On the inter-county scene in which Jemar is making his name, Dublin have been far and away the dominant force since the turn of the decade. This is the same Dublin who have utilised the skills of Jason Sherlock as a forwards coach during their march to four in-a-row.
A 1995 All-Ireland winner, Sherlock’s legendary status in the sky blue is long secured, but basketball was his first love. He played internationally up until U19 level and Jim Gavin felt that, allied to his obvious top level experience, Sherlock’s education on the hard court could offer the Dubs something unique.
How right he was.
“For it to really work, you have to get them at a young age,” says Hall, who has long believed that the skill sets and tactical nuances seen in basketball are easily transferable to the football field
“When Forkhill had their first ever basketball camp about 70 kids showed up – Paddy Burns and Stephen Sheridan play for Armagh, and my son, they were all in that camp. Stephen Sheridan is one of the best basketball players I’ve ever met.
“You have to know what you’re doing with the ball before your feet touch the ground – am I laying it off? Am I running? Am I going back to a safe place? Making those kind of decisions in a split second, that’s what basketball will do for you.
“So if you get that instilled, they will carry those skills and you’ll see that take off on the field.”
Passing on those skills and watching them develop, that’s why Sherman Hall started coaching in the first place. That was the buzz. Now 62 years old, the story remains the same.
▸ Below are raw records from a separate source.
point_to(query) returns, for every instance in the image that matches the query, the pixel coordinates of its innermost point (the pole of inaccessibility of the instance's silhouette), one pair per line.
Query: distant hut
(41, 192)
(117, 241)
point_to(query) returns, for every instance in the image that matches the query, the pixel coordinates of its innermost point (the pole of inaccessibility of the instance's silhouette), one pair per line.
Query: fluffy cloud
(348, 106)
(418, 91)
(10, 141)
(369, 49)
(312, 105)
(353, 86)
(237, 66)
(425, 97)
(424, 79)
This morning he will be at Newry leisure centre, tomorrow in the stands at the Athletic Grounds as Armagh welcome Cork, ready to talk afterwards - good or bad.
And the lessons learned from Mike Kanesky back in Montgomery High all those years ago remain at the very core of his own philosophy today.
“He wanted you to play with freedom, to play with no pressure. That’s the same thing I tell Jemar – play with this here,” says Hall, beating his chest, “and he plays with his heart on his sleeve and he enjoys himself when he’s playing.
“That’s why I still love coaching, no matter what I’m coaching. Watching a kid execute what you taught them... that never, ever gets old. Watching a kid love what they are doing is all you can really ask because that’s the most important thing - just to play. Just to play.”